Python: Filter in tuples

Question

I have two lists of tuples. I want a new list with every member of l2 and every member of l1 that does not begin with the same element from l2.

I used a for loop and my output is ok.

My question is: How can I use the filter function or a list comprehension?

def ov(l1, l2):

    l3=l1.copy()    
    for i in l2:

        for j in l1:

            if i[0]==j[0]:
                l3.pop(l3.index(j))

    print (l3+l2)            

ov([('c','d'),('c','e'),('a','b'),('a', 'd')], [('a','c'),('b','d')])

The output is:

[('c', 'd'), ('c', 'e'), ('a', 'c'), ('b', 'd')]

Answer 1

Filter is a function which returns a list for all True returns of a function, being used as filter(function(), iterator).

def compare(one, two):
    for i in two:
        if i[0]==one[0]:
            print("yes:", one,two)
            return False
    return True

l1 = [('c','d'),('c','e'),('a','b'),('a', 'd')]
l2 = [('a','c'),('b','d')]

one_liner = lambda n: compare(l1[n], l2)  # where n is the tuple in the first list
lets_filter = list(filter(one_liner, range(len(l1))))

final_list = l2.copy()
for i in lets_filter:
    final_list.append(l1[i])

print(final_list)

I made this as a way to do it. Lambda might be a bit confusing, alert if you don't understand it, and I'll remake it.
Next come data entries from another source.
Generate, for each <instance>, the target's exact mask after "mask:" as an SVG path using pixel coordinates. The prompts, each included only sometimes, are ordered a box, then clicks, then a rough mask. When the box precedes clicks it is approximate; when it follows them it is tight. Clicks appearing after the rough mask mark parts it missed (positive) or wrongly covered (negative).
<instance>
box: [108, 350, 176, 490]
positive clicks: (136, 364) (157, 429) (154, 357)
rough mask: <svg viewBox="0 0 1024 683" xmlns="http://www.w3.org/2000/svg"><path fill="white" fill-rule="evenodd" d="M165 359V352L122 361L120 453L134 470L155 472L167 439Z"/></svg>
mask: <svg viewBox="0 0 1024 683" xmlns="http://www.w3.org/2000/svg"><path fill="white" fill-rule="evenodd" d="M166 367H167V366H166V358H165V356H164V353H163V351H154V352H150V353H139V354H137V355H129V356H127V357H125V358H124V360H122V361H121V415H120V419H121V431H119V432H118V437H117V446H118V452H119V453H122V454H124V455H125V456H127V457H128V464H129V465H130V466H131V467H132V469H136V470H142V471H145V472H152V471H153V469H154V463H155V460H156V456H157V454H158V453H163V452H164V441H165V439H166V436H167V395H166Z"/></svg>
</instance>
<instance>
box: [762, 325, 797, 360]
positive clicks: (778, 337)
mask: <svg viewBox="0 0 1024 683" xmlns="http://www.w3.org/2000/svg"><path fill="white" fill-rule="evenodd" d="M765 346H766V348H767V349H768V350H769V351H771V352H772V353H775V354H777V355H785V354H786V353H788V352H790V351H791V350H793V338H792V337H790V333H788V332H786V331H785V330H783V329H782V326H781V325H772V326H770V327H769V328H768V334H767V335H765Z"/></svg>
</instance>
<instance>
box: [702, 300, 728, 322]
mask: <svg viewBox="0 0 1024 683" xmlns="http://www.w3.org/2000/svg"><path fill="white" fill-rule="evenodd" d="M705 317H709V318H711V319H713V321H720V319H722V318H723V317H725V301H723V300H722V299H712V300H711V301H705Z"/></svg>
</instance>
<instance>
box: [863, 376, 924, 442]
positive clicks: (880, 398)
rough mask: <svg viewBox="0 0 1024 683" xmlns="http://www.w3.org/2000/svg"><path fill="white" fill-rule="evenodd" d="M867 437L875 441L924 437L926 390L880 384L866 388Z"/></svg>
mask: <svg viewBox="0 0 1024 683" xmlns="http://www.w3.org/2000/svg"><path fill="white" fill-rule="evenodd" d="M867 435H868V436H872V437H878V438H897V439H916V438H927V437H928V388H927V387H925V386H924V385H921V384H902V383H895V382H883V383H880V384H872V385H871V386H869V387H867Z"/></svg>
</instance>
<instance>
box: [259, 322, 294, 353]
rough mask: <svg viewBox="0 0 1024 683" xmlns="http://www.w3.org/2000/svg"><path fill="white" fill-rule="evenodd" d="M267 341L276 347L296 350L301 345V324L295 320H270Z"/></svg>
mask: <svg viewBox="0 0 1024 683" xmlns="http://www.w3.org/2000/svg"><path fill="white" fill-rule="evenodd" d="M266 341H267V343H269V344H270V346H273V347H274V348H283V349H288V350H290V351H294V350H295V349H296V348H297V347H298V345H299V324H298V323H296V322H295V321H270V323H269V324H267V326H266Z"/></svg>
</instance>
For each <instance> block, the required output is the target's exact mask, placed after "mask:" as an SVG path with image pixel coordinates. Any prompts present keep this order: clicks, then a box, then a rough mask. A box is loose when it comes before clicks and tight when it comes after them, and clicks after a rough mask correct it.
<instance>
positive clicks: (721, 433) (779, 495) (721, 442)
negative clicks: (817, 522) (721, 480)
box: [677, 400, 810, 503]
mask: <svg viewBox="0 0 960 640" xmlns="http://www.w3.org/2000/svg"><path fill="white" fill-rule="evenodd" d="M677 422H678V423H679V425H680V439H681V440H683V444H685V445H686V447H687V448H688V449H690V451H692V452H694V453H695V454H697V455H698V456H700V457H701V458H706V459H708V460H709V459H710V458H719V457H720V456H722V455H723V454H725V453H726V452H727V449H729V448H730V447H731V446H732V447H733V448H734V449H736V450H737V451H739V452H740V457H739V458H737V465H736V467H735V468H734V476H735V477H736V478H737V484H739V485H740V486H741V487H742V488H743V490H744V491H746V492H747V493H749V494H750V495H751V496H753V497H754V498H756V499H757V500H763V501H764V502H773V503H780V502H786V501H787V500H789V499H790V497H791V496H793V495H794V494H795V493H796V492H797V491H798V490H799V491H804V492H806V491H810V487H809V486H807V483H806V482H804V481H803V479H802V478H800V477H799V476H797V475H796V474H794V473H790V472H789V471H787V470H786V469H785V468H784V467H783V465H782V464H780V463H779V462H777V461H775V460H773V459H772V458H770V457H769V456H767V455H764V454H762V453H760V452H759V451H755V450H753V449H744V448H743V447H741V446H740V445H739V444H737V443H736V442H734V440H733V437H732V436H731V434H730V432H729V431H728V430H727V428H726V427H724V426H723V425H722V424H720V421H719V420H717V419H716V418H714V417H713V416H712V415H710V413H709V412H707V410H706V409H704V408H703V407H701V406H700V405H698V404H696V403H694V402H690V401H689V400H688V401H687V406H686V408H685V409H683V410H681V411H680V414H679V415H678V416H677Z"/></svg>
List comprehension is a "ternary operator", if you're familiar with those, in order to make a list in a one-liner.

l1 = [('c','d'),('c','e'),('a','b'),('a', 'd')]
l2 = [('a','c'),('b','d')]

l3 = [l1[n] for n in range(len(l1)) if l1[n][0] not in [l2[i][0] for i in range(len(l2))]]+l2
print(l3)

This code does the trick, but is overwhelming at first. Let me explain what it does. l1[n] for n in range(len(l1) goes through all the pairs in l1, in order to see if we can add them. This is done when the if returns True. l1[n][0] not in takes the first item, and returns True if doesn't exist in any of the elements of the following list. [l2[i][0] for i in range(len(l2))] makes a list from all the first elements of l2. +l2 is added, as requested.

As a bonus, I'm going to explain how to use else in the same scenario, in case you wanted another result.

l1 = [('c','d'),('a','b'),('c','e'),('a', 'd')]
l2 = [('a','c'),('b','d')]

l3 = [l1[n] if l1[n][0] not in [l2[i][0] for i in range(len(l2))] else ("not", "you") for n in range(len(l1))]+l2
print(l3)

As you can see, I had to switch the order of the operators, but works as it should, adding them in the correct order of l1 (which I changed for the sake of showing).

Answer 2

Here is an approach using filter:

from operator import itemgetter

f = itemgetter(0)
zval = set(map(itemgetter(0), l2))

list(filter(lambda tup: f(tup) not in zval, l1)) + l2

[('c', 'd'), ('c', 'e'), ('a', 'c'), ('b', 'd')]

Or:

def parser(tup):
    return f(tup) not in zval

list(filter(parser, l1)) + l2

[('c', 'd'), ('c', 'e'), ('a', 'c'), ('b', 'd')]

Answer 3

If I understand correctly, this should be the straight forward solution:

>>> l1 = [('c','d'),('c','e'),('a','b'),('a', 'd')]                                                                               
>>> l2 = [('a','c'),('b','d')]                                                                                                    
>>>                                                                                                                               
>>> starters = set(x for x, _ in l2)                                                                                              
>>> [(x, y) for x, y in l1 if x not in starters] + l2                                                                             
[('c', 'd'), ('c', 'e'), ('a', 'c'), ('b', 'd')]

This can be generalized to work with longer tuples with extended iterable unpacking.

>>> starters = set(head for head, *_ in l2)                                                                                             
>>> [(head, *tail) for head, *tail in l1 if head not in starters] + l2                                                            
[('c', 'd'), ('c', 'e'), ('a', 'c'), ('b', 'd')]